Financial Trends Illustration

Millennials at 40, Fintech and ESG: Three Challenges for Financial Services in 2020

December 12, 2019

Key trends, such as millennials beginning to turn 40, the need for technology to help people and ESG’s new status as a must-have, not a nice-to-have, all present market obstructions for the financial sector in 2020. Companies need to rewire their strategic thinking, offerings and communications to connect with today’s customers, borrowers, investors and workforce.

The first millennials will turn forty years old in 2020

That is a pause-worthy moment. Millennials are already the largest generation in the workforce and the most educated generation in history. They are definitely not the wealthiest generation but the rising earning and economic power of millennial men and women who are now in their 30s is inevitably influencing the direction of financial organizations.

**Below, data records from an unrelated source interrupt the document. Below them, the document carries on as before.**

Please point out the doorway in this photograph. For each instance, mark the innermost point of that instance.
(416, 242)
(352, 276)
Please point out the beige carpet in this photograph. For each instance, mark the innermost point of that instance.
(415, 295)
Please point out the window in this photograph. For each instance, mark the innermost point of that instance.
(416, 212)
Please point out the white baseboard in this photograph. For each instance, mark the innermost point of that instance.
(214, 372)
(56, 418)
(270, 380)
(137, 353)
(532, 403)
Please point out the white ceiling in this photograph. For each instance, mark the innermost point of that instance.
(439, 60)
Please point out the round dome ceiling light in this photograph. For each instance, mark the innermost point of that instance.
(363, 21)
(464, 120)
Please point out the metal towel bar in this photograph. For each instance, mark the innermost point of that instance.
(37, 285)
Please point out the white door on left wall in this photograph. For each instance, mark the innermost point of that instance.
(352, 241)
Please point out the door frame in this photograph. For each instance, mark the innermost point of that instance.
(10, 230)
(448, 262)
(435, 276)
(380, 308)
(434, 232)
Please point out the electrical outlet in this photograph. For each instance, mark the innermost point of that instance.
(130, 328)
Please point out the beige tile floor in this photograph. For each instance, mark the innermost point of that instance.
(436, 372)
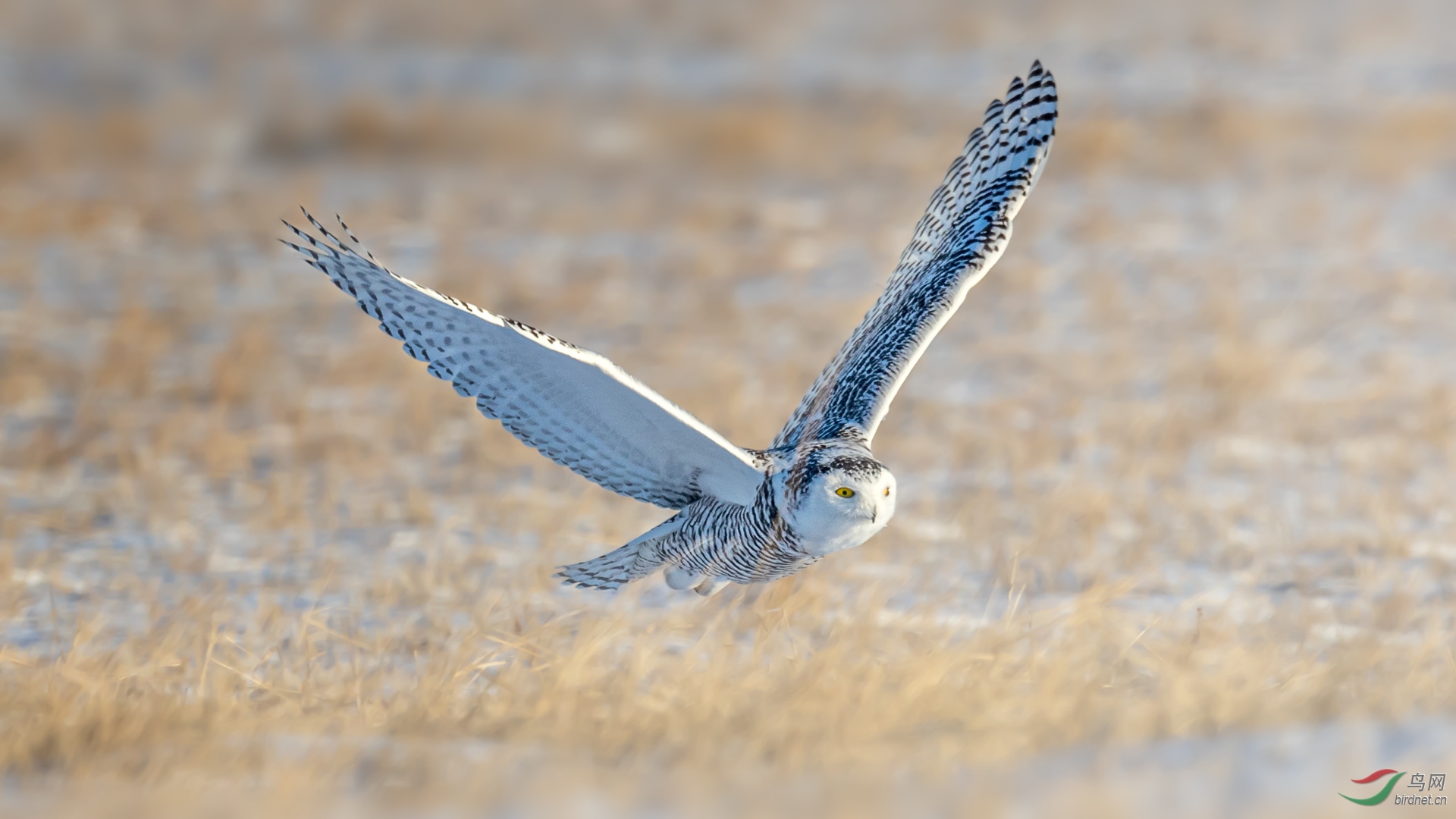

As millennials begin to turn 40, their financial lives are becoming more complicated and anxiety is likely to increase because of the cost of living, the pressure to care for family and the need to save for retirement. The financial awakening for many millennials came as they and their parents experienced the great recession and financial meltdown of 2008. They may live with economic uncertainty, but millennials know they have a long life ahead. They are interested in conversations that can help them along the way—and in hearing from real human beings, not just technology.

Tech is becoming finance and finance is becoming tech

The technology budgets of financial services companies have exploded—exceeding $10 billion a year for the largest banks. Financial companies are undertaking major technology transformation projects. Everything that can be automated will be automated to increase efficiency and support profit margins as the industry undergoes relentless fee compression. Artificial intelligence and machine learning are being used to drive more precise decisions about consumers and to detect fraud and abuse. Technology and data analytics are powering new financial products and platforms able to deliver services through a more technologically savvy customer experience.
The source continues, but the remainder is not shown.